The traditional plant classification is based on the morphological characteristics of plants, i.e. according to the characteristics of organs such as stems, leaves, flowers and fruits. Although the morphological method is simple and intuitive, the method is easily influenced by the environment and has low repeatability; it is difficult to classify between genotypes with closely related traits by phenotypic observation. The molecular marker has good stability, large information amount, high analysis efficiency, high genetic polymorphism and wide application foundation. Insertion/deletion polymorphisms (indels) are length polymorphic variations due to the insertion/deletion of nucleotide fragments in the DNA sequence at an allelic site between different individuals. The polymorphism frequency of the InDel marker is second to that of the SNP marker and is far higher than that of the SSR marker in the whole genome. The InDel marker polymorphism can achieve the purpose of genotyping through simple steps of Polymerase Chain Reaction (PCR), agarose gel electrophoresis or non-denaturing polyacrylamide gel electrophoresis and the like. The InDel marker is a co-dominant marker and is widely applied to the fields of high-resolution map construction, association analysis, gene positioning, germplasm resource polymorphism analysis and the like.
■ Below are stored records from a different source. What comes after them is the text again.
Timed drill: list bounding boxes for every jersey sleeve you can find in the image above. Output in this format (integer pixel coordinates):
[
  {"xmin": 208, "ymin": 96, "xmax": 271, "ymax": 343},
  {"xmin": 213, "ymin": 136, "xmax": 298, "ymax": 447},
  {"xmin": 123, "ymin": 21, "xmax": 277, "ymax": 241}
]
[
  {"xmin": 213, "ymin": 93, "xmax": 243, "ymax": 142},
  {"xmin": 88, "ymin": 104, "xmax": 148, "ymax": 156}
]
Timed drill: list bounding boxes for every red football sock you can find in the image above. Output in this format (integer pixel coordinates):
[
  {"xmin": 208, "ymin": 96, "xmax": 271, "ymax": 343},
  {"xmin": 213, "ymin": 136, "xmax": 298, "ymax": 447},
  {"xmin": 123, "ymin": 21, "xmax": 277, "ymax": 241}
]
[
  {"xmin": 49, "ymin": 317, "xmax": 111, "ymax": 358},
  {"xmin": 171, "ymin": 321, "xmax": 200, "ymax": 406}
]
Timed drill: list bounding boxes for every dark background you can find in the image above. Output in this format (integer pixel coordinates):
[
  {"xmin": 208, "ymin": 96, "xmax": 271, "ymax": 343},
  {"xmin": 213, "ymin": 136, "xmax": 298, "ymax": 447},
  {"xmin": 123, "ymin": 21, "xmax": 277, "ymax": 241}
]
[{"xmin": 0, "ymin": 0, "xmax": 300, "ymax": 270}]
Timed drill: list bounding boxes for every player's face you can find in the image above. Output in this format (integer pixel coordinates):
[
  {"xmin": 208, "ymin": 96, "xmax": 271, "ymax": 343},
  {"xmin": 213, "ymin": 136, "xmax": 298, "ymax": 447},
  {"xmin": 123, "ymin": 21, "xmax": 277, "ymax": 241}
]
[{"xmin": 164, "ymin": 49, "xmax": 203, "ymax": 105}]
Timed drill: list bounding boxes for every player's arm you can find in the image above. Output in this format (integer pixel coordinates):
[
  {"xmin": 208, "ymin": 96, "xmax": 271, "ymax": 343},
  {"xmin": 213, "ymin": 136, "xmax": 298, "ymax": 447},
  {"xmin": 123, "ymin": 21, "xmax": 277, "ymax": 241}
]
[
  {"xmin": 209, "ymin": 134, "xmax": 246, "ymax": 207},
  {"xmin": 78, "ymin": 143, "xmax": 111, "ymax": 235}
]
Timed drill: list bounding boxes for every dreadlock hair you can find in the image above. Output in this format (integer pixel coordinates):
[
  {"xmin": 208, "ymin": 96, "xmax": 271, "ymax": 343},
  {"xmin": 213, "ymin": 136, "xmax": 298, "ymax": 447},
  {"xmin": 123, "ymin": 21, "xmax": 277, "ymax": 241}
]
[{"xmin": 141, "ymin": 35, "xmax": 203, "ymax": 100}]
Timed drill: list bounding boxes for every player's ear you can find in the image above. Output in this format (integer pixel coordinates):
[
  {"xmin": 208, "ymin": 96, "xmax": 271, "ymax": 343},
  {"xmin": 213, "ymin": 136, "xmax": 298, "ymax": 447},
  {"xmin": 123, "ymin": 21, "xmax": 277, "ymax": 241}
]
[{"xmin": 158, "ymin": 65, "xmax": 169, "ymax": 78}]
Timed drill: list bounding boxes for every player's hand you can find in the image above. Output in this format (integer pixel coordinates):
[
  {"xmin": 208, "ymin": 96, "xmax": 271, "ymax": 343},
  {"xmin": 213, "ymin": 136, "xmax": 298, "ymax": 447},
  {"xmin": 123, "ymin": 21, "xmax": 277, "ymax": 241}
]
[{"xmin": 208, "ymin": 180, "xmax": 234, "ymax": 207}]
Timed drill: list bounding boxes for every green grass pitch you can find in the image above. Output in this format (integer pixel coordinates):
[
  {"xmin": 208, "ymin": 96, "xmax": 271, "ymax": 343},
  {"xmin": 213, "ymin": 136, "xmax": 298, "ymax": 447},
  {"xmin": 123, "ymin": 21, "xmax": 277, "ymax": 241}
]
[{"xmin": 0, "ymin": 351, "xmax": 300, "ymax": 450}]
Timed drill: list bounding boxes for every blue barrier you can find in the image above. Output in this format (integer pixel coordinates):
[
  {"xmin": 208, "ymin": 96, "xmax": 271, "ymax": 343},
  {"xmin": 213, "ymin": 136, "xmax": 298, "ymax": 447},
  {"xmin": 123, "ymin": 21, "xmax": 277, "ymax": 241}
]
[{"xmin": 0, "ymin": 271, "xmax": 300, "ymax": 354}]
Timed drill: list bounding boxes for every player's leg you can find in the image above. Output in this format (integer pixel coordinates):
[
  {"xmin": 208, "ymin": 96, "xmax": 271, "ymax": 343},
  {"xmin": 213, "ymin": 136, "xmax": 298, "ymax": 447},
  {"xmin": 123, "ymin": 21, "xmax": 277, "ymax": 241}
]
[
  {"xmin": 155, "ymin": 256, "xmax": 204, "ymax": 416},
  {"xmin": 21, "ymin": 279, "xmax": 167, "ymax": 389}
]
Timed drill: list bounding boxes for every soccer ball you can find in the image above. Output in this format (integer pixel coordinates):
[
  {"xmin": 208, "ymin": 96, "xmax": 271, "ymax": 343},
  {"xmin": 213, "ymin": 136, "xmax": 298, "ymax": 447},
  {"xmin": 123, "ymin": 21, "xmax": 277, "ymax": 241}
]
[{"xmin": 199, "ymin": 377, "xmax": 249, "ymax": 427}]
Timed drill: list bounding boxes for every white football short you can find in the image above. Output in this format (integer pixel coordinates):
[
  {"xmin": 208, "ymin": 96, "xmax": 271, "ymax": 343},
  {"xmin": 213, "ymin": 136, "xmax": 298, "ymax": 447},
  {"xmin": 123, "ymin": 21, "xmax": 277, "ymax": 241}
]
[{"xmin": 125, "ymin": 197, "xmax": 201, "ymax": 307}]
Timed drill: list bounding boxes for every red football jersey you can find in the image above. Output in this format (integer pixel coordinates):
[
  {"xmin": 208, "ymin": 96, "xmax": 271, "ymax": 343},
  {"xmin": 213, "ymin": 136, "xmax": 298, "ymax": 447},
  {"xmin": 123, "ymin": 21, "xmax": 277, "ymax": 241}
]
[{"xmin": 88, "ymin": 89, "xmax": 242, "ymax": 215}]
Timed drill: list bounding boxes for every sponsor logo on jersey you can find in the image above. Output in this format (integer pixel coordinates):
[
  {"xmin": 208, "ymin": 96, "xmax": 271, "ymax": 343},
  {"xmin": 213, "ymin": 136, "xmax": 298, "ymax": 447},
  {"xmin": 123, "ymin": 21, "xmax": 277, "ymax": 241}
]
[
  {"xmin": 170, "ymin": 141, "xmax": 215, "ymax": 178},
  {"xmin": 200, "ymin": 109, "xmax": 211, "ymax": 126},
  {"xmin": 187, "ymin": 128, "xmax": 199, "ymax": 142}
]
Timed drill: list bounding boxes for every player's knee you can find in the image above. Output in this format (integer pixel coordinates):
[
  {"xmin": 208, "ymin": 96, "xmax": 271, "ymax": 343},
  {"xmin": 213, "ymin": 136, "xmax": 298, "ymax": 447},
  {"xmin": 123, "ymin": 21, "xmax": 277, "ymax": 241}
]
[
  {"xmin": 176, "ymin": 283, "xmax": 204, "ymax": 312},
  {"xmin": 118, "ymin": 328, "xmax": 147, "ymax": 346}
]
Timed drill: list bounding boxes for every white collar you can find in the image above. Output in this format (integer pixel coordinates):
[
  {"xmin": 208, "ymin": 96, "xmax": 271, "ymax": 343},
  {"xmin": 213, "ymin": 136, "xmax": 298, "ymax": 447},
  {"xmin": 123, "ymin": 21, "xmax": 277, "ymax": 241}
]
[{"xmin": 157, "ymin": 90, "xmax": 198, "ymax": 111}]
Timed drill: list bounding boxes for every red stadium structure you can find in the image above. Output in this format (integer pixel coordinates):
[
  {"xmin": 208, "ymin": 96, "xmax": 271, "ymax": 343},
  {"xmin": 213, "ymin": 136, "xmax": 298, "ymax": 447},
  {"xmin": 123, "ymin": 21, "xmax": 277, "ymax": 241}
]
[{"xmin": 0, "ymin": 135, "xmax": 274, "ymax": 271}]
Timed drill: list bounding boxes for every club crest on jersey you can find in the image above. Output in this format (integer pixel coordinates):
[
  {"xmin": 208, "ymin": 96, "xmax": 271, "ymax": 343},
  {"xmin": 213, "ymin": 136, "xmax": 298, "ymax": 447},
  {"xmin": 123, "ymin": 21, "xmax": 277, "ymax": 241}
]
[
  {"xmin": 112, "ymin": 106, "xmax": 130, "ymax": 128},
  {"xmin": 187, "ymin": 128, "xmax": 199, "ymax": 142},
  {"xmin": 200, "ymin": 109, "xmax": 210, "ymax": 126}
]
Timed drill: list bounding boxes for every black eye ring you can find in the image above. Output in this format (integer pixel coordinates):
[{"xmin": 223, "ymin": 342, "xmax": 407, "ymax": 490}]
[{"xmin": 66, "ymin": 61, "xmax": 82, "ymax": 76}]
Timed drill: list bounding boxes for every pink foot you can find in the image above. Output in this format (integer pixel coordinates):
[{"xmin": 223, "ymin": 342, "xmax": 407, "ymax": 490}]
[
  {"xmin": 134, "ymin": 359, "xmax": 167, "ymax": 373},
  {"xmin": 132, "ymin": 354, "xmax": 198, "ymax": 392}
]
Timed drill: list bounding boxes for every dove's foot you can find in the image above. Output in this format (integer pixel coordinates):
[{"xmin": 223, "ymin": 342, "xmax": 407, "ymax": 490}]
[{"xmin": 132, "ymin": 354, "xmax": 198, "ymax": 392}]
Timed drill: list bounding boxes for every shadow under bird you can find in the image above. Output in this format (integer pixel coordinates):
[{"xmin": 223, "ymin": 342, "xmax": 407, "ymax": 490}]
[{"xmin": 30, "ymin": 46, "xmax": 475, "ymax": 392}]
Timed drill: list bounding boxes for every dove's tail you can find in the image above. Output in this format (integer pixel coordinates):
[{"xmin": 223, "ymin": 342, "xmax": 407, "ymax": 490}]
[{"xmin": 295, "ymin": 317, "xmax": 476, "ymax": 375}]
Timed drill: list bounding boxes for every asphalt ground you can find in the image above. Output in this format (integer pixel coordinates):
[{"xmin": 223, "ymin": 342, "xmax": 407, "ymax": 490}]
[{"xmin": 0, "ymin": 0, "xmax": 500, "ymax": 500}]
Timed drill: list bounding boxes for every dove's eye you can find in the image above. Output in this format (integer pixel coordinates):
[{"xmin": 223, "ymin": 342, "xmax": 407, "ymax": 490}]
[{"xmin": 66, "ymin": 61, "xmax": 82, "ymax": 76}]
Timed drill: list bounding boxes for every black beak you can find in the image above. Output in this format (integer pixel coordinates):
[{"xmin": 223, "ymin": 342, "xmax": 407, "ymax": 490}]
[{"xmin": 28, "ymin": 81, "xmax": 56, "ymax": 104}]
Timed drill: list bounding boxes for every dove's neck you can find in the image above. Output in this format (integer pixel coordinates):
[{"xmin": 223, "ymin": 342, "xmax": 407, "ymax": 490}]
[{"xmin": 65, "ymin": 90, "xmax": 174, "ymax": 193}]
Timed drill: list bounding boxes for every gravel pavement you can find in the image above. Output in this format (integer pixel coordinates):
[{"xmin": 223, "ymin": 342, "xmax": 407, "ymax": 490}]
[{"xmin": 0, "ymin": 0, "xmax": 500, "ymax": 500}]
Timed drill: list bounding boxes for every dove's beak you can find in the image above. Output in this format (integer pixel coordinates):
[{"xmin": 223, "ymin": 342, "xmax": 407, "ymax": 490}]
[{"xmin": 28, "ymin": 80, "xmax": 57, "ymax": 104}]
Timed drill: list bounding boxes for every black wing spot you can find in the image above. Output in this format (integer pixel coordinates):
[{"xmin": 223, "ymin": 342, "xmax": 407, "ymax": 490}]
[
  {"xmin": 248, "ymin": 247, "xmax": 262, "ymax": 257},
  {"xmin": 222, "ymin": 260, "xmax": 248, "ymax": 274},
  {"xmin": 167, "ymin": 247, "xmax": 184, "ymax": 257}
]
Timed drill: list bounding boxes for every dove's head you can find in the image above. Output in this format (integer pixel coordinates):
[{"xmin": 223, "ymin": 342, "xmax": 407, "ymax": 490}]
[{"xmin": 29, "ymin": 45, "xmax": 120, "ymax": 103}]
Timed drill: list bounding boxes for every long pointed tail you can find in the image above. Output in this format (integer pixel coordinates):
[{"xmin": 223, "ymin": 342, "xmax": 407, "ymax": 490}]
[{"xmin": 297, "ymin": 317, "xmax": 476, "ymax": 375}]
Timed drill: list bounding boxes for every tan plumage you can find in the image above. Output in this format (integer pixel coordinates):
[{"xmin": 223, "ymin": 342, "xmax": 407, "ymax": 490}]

The invention can distinguish five cultivars of the pepper by utilizing one InDel mark, and has great application value in research aspects such as the phytology classification of pepper cultivar germplasm, the identification of hybrid seeds and the like.
Disclosure of Invention
The invention aims to rapidly and accurately distinguish 5 pepper cultivars by using 1InDel marker, perform phytological classification on new pepper germplasm and identify interspecific hybrids of five cultivars.
The purpose of the invention can be realized by the following technical scheme:
an InDel labeled primer pair for distinguishing five pepper cultivars consists of the following primers:
forward primer sequence: GACCCCACTTTGTGGGAATA (SEQ ID NO.1)
Reverse primer sequence: TGCTTGCCAGGGATATTTTT (SEQ ID NO.2)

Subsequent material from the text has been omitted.